Secretary of State Debra Bowen designated Brown's initiative as Proposition 30, while an income tax hike backed by attorney Molly Munger will appear as Proposition 38. A $1 billion corporate tax change will be Proposition 39.
Brown must still survive a challenge filed late Monday by the Howard Jarvis Taxpayers Association, which alleges that Democratic lawmakers and the Democratic governor illegally enacted majority-vote budget legislation last month that moved his initiative ahead of others.
But the governor cleared a significant legal hurdle Monday morning when Sacramento Superior Court Judge Michael P. Kenny rejected arguments made by Munger's attorneys that her "Our Children, Our Future" initiative deserved higher billing.
Munger's attorneys pointed out that she submitted signatures earlier and needed fewer to be verified.
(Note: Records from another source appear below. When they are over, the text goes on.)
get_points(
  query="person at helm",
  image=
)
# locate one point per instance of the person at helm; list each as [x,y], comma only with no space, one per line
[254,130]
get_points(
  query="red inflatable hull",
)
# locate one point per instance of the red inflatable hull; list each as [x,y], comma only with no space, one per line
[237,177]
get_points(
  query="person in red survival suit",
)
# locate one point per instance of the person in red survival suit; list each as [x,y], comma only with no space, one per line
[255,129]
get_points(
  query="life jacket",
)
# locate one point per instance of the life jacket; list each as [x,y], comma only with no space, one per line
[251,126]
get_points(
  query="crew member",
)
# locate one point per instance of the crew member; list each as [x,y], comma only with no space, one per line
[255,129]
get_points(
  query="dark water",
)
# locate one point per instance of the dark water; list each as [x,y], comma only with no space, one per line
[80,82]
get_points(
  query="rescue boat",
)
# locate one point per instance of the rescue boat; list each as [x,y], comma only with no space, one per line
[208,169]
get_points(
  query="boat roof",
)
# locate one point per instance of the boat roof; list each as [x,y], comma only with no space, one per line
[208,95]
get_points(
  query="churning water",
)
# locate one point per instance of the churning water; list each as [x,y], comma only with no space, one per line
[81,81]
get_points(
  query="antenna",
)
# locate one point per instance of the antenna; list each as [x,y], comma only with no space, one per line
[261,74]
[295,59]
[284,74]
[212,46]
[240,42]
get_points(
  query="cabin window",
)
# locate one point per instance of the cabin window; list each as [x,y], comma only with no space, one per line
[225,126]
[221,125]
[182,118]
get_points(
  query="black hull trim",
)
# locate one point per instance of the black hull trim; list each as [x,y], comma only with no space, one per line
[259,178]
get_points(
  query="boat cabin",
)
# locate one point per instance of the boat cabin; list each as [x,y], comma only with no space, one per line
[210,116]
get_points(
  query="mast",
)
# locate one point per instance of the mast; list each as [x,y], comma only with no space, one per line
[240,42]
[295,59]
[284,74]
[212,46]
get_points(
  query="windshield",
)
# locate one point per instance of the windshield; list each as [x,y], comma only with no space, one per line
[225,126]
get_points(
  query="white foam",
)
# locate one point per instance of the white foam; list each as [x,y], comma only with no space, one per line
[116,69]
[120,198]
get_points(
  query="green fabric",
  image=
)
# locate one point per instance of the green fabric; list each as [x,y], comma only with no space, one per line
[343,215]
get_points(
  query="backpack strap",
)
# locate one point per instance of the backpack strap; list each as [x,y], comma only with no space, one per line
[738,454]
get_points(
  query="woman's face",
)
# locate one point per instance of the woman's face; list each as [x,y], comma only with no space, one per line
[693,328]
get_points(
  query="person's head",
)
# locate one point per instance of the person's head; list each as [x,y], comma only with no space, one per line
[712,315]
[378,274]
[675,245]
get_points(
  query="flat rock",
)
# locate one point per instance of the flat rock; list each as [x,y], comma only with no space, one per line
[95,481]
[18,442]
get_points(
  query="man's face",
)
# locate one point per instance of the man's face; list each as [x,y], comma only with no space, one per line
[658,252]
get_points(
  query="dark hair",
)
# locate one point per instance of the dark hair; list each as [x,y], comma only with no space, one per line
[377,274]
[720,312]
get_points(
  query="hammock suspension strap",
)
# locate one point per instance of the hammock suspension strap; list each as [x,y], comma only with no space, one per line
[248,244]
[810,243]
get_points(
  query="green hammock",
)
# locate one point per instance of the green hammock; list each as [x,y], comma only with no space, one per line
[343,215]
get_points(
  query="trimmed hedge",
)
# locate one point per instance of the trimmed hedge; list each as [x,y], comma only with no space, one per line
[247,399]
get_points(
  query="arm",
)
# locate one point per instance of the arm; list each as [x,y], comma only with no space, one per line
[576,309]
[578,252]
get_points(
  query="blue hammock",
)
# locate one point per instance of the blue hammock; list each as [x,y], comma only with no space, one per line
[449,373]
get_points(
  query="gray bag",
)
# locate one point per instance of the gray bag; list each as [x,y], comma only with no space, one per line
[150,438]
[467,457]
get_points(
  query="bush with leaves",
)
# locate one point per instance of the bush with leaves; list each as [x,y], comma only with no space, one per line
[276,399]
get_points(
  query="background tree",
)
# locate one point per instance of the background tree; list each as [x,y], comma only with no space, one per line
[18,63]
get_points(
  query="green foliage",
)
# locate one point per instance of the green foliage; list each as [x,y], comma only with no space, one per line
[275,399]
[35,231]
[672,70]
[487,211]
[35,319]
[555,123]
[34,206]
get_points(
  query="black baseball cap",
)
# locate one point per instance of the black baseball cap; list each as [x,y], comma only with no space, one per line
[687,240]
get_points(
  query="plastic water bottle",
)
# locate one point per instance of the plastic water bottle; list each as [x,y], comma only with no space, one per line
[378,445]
They blamed Los Angeles County for slow processing.
But Kenny determined Monday that Los Angeles election officials acted within the law when they informed the secretary of state's office that different tax measures had simultaneously qualified for the ballot last month, including Brown's and Munger's.
"The governor's initiative leapfrogged above ours, which gave his initiative an unfair advantage," said Nathan Ballard, spokesman for the Munger initiative. "Look, the deck may be stacked against us, but we've got a good ballot measure here that's actually going to help California schools."
The order in which initiatives qualify generally determines where they appear on the ballot, and political experts believe that measures slated higher perform better. Bowen said last month that Brown's measure was ninth to qualify for November, while Munger's was 10th.
Munger's campaign did not appeal. But the Jarvis group submitted its own challenge with the Sacramento-based 3rd District Court of Appeal on Monday afternoon.
The group is focused on a different argument that newly enacted Assembly Bill 1499 violates the constitution by changing the ballot order through a majority-vote budget bill. The legislation immediately moves signature-based constitutional amendments ahead of other initiatives that change state law but not the constitution, with the end result being that Brown's measure tops the ballot. By using budget legislation, Democrats were able to change the ballot priority on an expedited schedule that normally would require a two-thirds vote of the Legislature.
"I think the broader issue here is of the electoral process, and this bill was designed to give one specific measure preference on the ballot," said Jarvis President Jon Coupal, part of a coalition fighting Brown's tax initiative. "I think voters are going to react very negatively to that, no matter how one views additional tax hikes."
If the Jarvis suit proceeds, it could have implications beyond the November ballot by potentially narrowing the types of changes that state leaders can pass on a majority vote.
Though Bowen issued ballot numbers Monday, Coupal said he believes the appellate court could still force her to reassign them.
Brown tax initiative spokesman Dan Newman responded in an email, "Anti-education extremists will do everything possible to defeat this initiative, but the court has spoken and voters are ready to do the right thing for our schools, public safety and budget."